KEY FINDINGS & RECOMMENDATIONS
- An initial trial period was invaluable in providing the opportunity to correct widespread data deficiencies and develop needed institutional capacities. As a result, it was possible to launch the first 'real' trading period of the ETS with national emission budgets based on verified facility-level emissions data, functioning monitoring protocols and registries, and full-fledged participation by all members. Because allowances issued during the trial period could not be banked or borrowed, early problems (such as the over-allocation of allowances) were prevented from spilling over into later trading periods.
- The centralized functions provided by the European Commission will be equally essential to the success of a global system, but it is not yet clear what organization could step in to fill that role. Although individual states are responsible for emissions monitoring, reporting, verification, and enforcement under the ETS, the European Commission plays a critical role in approving national budgets, establishing common registry protocols, and providing information and technical assistance. What entity could fill these needs for a global system remains a crucial and as yet unanswered question.
- The broader benefits of EU membership help account for the willingness of less committed nations to join the ETS. Such 'club' benefits may be important for securing broad-based participation in a global system. While a number of newer EU members are unhappy with the ETS and several have mounted formal challenges to proposed emissions budgets, appeals are being pursued through common European institutions, and no nation has yet withdrawn from the program. Apparently, the benefits of EU membership continue to outweigh the disadvantages of participation. Similarly effective inducements for opting in (and staying in) will need to exist in a global system.
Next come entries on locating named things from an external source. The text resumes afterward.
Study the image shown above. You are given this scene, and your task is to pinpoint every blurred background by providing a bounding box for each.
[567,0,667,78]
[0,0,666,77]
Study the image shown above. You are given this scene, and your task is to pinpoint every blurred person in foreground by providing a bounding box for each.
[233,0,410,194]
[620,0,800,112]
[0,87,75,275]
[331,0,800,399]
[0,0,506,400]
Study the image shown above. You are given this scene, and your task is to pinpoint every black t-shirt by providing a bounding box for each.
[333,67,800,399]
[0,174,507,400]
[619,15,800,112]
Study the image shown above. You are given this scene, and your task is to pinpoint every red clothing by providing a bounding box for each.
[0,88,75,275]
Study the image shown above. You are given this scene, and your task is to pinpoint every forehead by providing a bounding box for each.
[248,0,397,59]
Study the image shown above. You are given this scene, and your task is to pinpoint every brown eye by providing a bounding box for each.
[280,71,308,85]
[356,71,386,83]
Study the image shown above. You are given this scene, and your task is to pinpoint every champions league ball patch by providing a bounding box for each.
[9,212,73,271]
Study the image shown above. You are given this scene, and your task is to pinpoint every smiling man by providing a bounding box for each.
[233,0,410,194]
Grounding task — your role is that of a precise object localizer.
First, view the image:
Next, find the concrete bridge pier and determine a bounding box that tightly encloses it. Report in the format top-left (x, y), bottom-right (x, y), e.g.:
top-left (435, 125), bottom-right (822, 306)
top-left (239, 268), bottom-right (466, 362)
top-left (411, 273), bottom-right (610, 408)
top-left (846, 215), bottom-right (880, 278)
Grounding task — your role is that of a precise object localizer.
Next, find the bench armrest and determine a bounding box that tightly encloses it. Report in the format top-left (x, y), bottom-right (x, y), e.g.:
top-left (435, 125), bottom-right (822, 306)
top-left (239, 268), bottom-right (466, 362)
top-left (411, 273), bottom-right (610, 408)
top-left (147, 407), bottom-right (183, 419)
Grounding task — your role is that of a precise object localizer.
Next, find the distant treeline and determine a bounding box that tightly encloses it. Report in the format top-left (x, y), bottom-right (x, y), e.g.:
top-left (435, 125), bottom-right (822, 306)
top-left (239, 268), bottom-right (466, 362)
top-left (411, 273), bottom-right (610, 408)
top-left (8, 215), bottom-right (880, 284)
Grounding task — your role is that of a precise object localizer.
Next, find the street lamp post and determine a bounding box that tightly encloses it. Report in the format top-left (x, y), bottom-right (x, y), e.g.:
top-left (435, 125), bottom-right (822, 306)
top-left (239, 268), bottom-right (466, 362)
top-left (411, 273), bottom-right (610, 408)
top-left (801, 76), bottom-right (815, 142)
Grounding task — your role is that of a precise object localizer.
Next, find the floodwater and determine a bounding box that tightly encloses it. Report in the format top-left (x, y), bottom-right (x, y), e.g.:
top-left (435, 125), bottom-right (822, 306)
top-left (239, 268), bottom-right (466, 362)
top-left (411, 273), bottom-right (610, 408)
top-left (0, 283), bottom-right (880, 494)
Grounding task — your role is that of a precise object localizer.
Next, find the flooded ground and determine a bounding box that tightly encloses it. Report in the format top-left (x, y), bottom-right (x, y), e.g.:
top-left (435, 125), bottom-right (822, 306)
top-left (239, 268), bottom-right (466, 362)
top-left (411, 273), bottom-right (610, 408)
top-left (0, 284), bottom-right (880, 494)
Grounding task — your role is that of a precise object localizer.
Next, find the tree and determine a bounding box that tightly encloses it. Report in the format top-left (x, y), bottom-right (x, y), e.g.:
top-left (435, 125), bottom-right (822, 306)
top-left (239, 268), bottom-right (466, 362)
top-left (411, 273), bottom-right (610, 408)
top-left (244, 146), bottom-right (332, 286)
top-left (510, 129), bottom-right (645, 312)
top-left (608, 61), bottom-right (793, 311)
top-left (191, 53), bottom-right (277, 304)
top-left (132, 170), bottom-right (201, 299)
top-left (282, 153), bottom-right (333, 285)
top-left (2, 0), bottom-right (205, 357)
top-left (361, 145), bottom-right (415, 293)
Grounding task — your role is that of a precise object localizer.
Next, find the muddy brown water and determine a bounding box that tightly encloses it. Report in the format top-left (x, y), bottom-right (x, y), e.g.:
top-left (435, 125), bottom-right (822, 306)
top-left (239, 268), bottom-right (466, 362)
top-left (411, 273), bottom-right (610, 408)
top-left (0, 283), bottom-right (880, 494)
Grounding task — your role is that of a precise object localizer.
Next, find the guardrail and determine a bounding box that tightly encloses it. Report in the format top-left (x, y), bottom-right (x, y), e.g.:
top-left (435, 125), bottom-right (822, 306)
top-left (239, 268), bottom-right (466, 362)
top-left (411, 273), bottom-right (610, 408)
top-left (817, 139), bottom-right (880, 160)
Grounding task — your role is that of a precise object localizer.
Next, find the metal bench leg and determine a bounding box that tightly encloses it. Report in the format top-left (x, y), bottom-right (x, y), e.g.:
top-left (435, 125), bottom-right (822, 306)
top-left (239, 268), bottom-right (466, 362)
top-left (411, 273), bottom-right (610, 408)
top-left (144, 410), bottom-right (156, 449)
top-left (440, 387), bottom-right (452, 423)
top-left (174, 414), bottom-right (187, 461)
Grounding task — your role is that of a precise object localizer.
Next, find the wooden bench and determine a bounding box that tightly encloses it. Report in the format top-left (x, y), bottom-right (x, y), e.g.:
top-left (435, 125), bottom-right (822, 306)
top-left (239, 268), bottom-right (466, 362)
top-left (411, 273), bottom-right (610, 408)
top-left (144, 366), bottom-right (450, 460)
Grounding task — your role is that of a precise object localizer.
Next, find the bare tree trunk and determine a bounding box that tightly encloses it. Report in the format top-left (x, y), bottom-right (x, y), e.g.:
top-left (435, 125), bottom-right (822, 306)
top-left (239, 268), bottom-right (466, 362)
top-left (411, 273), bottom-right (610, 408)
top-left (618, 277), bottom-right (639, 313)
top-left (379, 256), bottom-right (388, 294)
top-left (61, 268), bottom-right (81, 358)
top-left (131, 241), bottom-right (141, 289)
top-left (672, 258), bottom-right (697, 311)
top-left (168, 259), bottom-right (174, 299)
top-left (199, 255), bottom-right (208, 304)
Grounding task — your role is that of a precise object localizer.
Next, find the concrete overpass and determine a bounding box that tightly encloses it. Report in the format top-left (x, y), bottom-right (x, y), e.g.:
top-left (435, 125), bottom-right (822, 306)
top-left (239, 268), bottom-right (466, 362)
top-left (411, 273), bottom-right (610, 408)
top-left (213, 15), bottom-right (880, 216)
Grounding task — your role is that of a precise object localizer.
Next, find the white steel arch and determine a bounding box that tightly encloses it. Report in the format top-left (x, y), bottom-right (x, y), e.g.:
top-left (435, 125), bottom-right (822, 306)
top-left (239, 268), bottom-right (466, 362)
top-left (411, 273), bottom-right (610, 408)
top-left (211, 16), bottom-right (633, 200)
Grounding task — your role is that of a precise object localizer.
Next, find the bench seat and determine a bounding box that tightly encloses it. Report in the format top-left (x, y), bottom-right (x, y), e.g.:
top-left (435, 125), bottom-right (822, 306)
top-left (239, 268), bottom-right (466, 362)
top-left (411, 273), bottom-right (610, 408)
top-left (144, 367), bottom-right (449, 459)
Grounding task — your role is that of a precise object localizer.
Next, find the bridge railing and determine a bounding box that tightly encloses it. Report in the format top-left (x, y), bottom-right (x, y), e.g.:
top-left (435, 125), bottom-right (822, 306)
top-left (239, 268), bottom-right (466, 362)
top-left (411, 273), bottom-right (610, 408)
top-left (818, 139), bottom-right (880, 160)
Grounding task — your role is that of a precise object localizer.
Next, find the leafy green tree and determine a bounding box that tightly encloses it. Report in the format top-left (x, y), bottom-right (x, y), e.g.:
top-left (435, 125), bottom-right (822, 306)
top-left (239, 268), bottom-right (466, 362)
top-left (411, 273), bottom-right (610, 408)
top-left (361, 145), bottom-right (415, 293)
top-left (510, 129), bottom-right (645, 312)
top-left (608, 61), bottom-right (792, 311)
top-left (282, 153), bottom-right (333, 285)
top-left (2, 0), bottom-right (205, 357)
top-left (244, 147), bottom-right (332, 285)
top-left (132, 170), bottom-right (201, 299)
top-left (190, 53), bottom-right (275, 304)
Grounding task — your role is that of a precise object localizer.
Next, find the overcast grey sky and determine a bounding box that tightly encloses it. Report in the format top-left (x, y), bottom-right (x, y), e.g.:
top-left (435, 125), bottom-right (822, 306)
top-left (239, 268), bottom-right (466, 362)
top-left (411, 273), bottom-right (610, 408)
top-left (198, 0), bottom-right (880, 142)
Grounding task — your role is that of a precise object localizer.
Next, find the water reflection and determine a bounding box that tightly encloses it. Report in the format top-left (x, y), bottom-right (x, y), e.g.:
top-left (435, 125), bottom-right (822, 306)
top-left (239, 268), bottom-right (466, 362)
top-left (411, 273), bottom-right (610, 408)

- Reconciling increased stringency, differentiation and harmonization pose a major challenge for any multinational GHG trading system. The evolution of the EU ETS suggests that increasing stringency requires greater differentiation of responsibilities among countries of differing circumstances at the same time that participants are calling for greater harmonization in allowance allocations, a goal that is at odds with differentiation. These conflicting goals would be reconciled in proposals being debated in the EU through full auctioning, with differentiated allocation of auction rights to member states, but political feasibility has yet to be demonstrated. Nevertheless, the share of auctioned allowances appears certain to increase.
- The public may be more willing to accept international trade in emissions allowances than previously imagined. There has long been a concern that large outflows of capital to purchase allowances from other countries could prove politically problematic. So far this has not been an issue in the EU ETS, perhaps because international transfers of allowances are (a) relatively small and (b) dwarfed by trade in other goods and services.
Interestingly, the problems that are often seen as most intractable for a global trading system—institutional readiness and public acceptance—haven’t yet appeared in Europe. Rather, the greater challenges may lie in developing an effective centralized authority, devising side benefits to encourage participation, and dealing with the interrelated issues of harmonization, differentiation, and stringency. The EU ETS is not perfect, nor does it provide a perfect prototype for a global system, which would surely diverge in important respects from the European model. Nevertheless, the EU example is likely to continue to be highly instructive as policymakers consider the larger and more difficult task that lies ahead.